Se o impasse continuasse o PS acabaria por eleger José Pedro Aguiar-Branco. Não iria criar um impasse institucional. Mas teria de fazê-lo sem negociações ou moedas de troca para além, talvez, da recusa do nome de Pacheco Amorim para vice-presidente da AR. Como o PSD só fez asneira, tudo estava a favor do PS, que podia determinar os seus tempos, sem se envolver em acordos. Tinha o candidato mais votado e os argumentos que PSD e Chega lhe ofereceram de borla. Mas não se limitou a retirar a pressão sobre o Chega ao fim de 24 horas. Foi muito mais longe, achando que estava a conquistar alguma coisa: firmou, do ponto de vista simbólico, um acordo de bloco central para uma legislatura.
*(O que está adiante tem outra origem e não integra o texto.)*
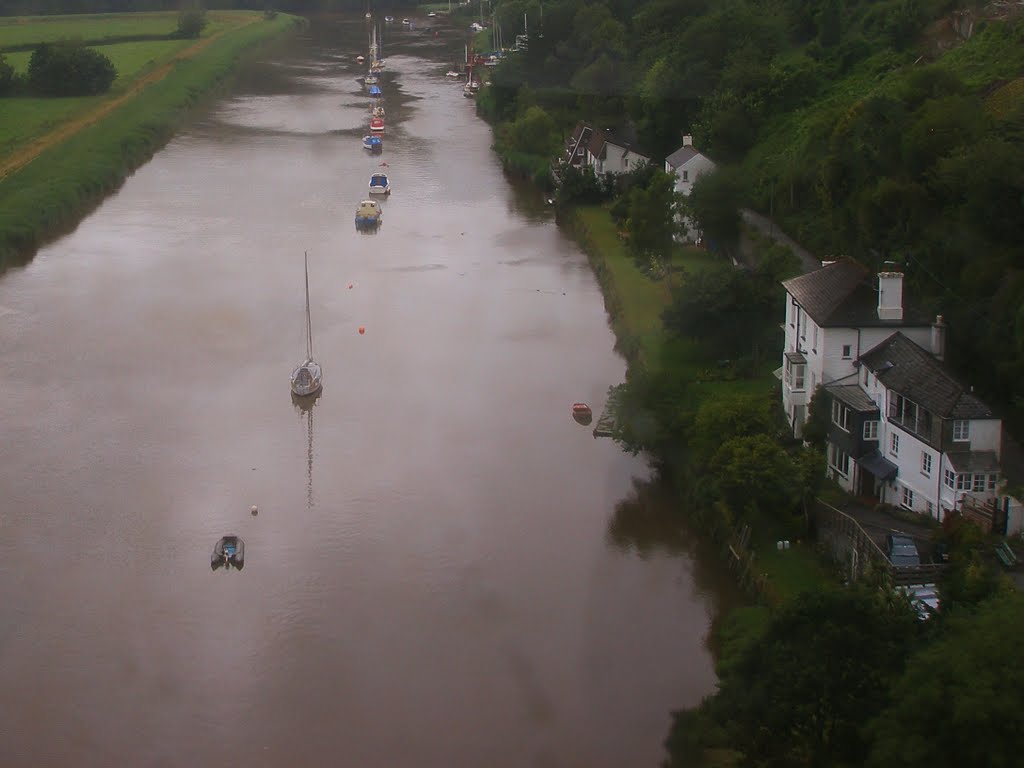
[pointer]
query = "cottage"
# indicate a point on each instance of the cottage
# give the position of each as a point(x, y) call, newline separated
point(686, 164)
point(833, 315)
point(901, 429)
point(609, 154)
point(576, 146)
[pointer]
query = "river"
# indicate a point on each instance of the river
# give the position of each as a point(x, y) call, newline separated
point(444, 569)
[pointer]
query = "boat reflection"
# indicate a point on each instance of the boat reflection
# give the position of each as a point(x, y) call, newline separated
point(305, 407)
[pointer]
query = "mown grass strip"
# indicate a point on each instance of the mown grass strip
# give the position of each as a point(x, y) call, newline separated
point(52, 192)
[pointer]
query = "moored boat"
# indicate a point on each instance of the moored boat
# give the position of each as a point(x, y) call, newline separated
point(379, 183)
point(582, 413)
point(307, 378)
point(368, 214)
point(229, 551)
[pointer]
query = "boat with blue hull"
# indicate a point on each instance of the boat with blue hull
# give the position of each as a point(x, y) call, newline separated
point(227, 553)
point(379, 183)
point(368, 215)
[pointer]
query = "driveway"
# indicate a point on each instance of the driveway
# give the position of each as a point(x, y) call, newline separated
point(765, 225)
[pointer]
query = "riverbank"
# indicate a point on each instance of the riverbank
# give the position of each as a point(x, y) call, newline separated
point(48, 184)
point(635, 302)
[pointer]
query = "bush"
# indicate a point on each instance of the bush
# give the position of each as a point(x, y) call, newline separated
point(70, 70)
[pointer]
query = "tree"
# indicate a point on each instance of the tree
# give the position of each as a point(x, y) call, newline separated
point(714, 204)
point(801, 693)
point(70, 70)
point(721, 419)
point(754, 472)
point(192, 20)
point(651, 223)
point(961, 700)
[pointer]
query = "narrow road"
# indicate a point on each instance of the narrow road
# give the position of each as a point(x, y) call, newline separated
point(767, 227)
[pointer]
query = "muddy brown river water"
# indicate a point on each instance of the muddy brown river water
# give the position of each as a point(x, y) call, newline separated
point(445, 568)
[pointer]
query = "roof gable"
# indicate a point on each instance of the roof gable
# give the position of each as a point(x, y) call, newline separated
point(681, 156)
point(905, 368)
point(843, 294)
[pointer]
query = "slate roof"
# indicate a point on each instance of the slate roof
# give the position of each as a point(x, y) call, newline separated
point(913, 373)
point(853, 396)
point(843, 295)
point(598, 140)
point(681, 156)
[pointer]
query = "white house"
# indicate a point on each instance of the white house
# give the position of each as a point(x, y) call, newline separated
point(833, 315)
point(608, 154)
point(576, 146)
point(687, 165)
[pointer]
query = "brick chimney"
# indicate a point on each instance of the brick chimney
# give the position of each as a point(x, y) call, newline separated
point(891, 295)
point(939, 338)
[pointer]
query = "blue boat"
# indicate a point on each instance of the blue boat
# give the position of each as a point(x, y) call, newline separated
point(368, 215)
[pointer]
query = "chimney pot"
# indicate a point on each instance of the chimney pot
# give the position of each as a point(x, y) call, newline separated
point(938, 338)
point(891, 296)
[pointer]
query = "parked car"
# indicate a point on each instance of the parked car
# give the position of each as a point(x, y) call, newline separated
point(902, 551)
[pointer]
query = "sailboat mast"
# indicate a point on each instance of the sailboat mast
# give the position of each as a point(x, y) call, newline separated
point(309, 328)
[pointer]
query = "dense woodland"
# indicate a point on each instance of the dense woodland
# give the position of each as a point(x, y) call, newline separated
point(871, 128)
point(884, 129)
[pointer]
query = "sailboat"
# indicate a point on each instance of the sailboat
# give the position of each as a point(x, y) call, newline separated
point(307, 378)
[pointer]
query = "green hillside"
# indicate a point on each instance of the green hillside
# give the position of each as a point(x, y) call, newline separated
point(881, 129)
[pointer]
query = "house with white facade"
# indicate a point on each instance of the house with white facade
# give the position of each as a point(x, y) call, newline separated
point(686, 164)
point(833, 315)
point(609, 154)
point(576, 146)
point(902, 430)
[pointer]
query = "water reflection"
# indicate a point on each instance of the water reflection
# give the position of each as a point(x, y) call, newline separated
point(651, 520)
point(305, 407)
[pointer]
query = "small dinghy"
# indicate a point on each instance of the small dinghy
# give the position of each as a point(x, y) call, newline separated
point(583, 414)
point(227, 552)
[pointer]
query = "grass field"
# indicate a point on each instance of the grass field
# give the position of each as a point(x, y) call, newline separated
point(69, 154)
point(28, 30)
point(27, 117)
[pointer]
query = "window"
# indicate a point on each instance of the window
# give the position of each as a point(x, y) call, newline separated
point(839, 460)
point(907, 501)
point(795, 376)
point(841, 416)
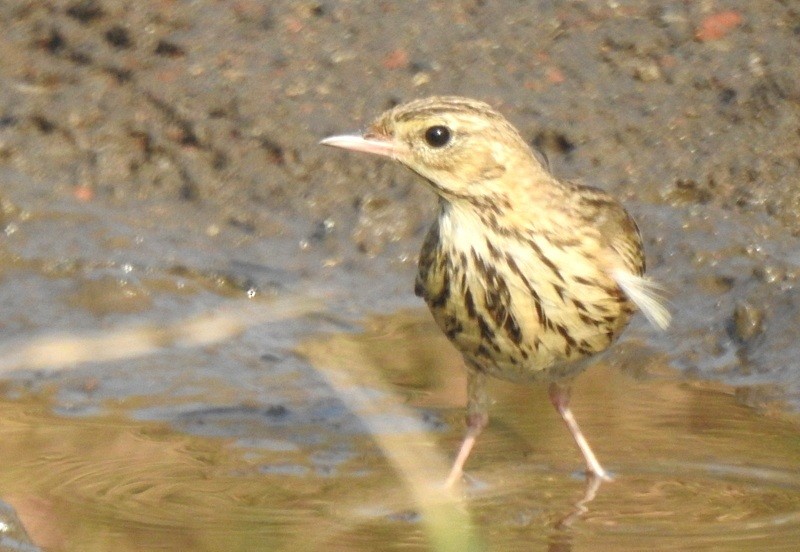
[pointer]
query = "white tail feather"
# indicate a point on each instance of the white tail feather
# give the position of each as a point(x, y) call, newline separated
point(646, 294)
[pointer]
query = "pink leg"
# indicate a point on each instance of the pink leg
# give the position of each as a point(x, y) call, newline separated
point(477, 418)
point(559, 396)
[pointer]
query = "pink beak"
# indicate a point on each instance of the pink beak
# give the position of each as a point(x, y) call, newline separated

Isto depois do PSD o ter ignorado, ter preferido falar com o Chega e ainda ter acusado o PS de convergir com Ventura.
Sem mérito do PS, o PSD deu-lhe uma oportunidade rara e o PS não aguentou 24 horas de pressão. Este era um momento pouco importante para a vida das pessoas, mas vai a determinando o padrão do que vai acontecer. E o que vai acontecer é isto: quando o Chega saltar fora (e é o que fará sempre que sentir que o PS pode estar a ganhar a liderança da oposição), o PSD chama o PS, como plano B, e amarra-o. Este foi o teste. Nos outros vai ser pior, porque estarão em causa a continuação do governo e questões relevantes para a vida das pessoas. O que quer dizer que, se o padrão de ontem se repetir, o PS nunca conseguirá fazer oposição.
Porque é que este acordo é pior do que seria a simples cedência, com abandono da candidatura? Porque é uma fraude prática e uma tragédia simbólica.
Na prática, o PS fica com a presidência da Assembleia da República na segunda parte do mandato que só os muito otimistas acreditam virá a acontecer. Ou o PS acredita que esta legislatura dura até ao fim, ou está satisfeito porque partilhou um queijo suíço e ficou com os buracos.
Do ponto de vista simbólico, a imagem dos dois partidos do “sistema” a chegarem a um acordo para partilharem uma cadeira é, nas águas onde o Chega pesca, perfeita. É acompanharem a campanha digital desenvolvida pelas suas figuras mais populares nas redes – que os media desconhecem – para perceber como a bolha vive uma realidade paralela à dos seus potenciais apoiantes. Não há acordo que dê menor dignidade institucional ao “bloco central” do que este. A presidência rotativa (que não nasce de qualquer tradição europeia, mas como solução de emergência) é o melhor que o Chega poderia ambicionar desta novela. Como bónus, a traição não lhe valeu o voto do PSD no seu vice-presidente, o que prova que o objetivo preferencial de Montenegro, depois do desastre, era prender o PS, não era entalar o Chega.
Teria sido francamente melhor o PS limitar-se a deixar passar o nome, sem exigências vazias e simbolicamente prejudiciais. Na prática daria no mesmo e não passaria a pior imagem. E o PS nem sequer exigiu o afastamento de Pacheco Amorim da vice-presidência, aceitando que o PSD mantenha o apoio ao vice do Chega no preciso momento em que vai bater à sua porta para o salvar de uma traição do Chega.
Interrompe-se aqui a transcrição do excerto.